Of course, you may infer those things . . . but you could be wrong.

If you wanted to know those things, you’d need to design a better survey and you may need to survey different people.

For instance, if you want to know why people are leaving or staying, then you should ask that question. You should ask people who left the job why they left and what would have enticed them to stay. You should ask current employees if they’ve thought about leaving the company and, if so, why? Those questions would help you better understand how to retain people within your company.

Similarly, if you want to know more about recruiting applicants, you’d need to ask different questions and ask questions of different people. You’d ask your employees, “What attracted you to this job?” You’d ask people not employed at your company if they ever thought about applying for a job at your company and what would entice them to work for your company.

The questions you ask matter, and poorly designed surveys do little to help us answer the questions we really want answered.

Now imagine you were going to base a $29.5 million decision on the results of this survey. You’d think you’d want to get the questions right.

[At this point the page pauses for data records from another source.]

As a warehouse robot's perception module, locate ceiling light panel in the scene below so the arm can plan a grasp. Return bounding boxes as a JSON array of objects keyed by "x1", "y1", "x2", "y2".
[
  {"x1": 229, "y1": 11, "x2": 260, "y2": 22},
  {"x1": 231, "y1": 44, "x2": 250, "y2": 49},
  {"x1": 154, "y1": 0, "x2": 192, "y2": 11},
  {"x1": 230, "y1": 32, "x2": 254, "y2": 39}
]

Well, you would unless you were the state’s Blue Ribbon Commission looking at the state’s teacher shortage.

The figure below shows the question the commission asked teachers. As Gomer Pyle might say, “Surprise, surprise, surprise.” Teachers want what anyone asked this question might want—more money!

I’m not saying we shouldn’t pay teachers more money. Maybe we should. What I’m saying is that that the state should not base important and complex decisions on poorly constructed surveys that tell us what we should already know—people like being paid more.